The Fed has since released data showing that it made trillions of dollars in below market loans to the largest banks in the country. This might have been embarrassing to Goldman Sachs, Citigroup and the Fed, but it didn't have any of the negative fallout that the Fed claimed. This is the sort of small victory that we can achieve even now and then use them to build for bigger victories.

There are other areas where transparency — a simple good government demand — can make a big difference. How much are the Wall Street boys being paid to manage public pension funds? If that is not always easy find, it should be. Do shareholders know all the terms of their CEOs contracts. For example, did they know the guy who nearly drove Hewlitt Packard to ruin would get paid $20 million for his effort?

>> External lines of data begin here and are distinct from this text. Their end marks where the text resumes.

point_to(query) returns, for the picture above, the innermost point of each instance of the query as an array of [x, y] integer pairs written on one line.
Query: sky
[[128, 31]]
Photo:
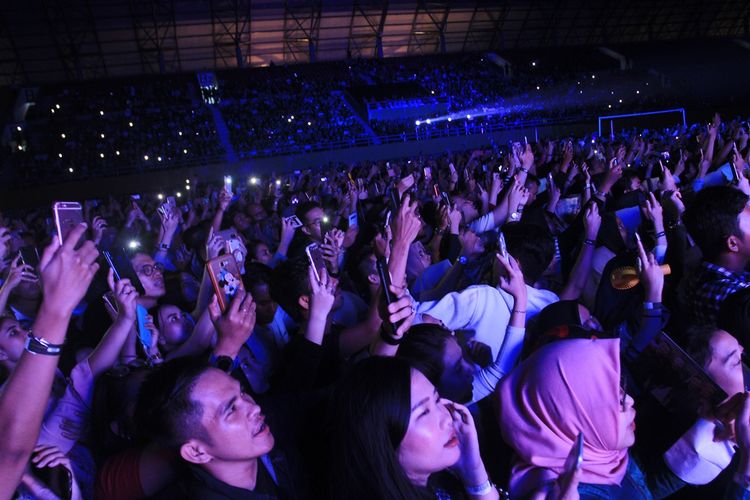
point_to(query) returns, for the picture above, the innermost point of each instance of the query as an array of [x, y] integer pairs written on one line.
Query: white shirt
[[484, 311]]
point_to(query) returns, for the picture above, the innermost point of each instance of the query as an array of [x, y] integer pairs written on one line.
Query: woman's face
[[725, 364], [430, 444]]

We also have to be creative about using the market to be in the face of the elite. Every country in the world has much cheaper drugs and health care than the United States. Let's get people to take advantage of this fact. Does our government want to arrest cancer patients who get lower cost drugs that can save their life from Canada? Why shouldn't state and local governments attempt to negotiate deals where Medicaid patients and public employees have the option of going outside of the country for major operations — and split the savings with the government? We can also push to have our government use open software and open textbooks in their schools. The potential savings are enormous.

The other side has been working for more than three decades to devise ways to rig the market to the disadvantage of most of the population. There are at least as many opportunities to devise ways to rig the market in the other direction. The market is an incredibly powerful tool. Progressives have to start thinking about we can use the market to bring about the outcomes we want.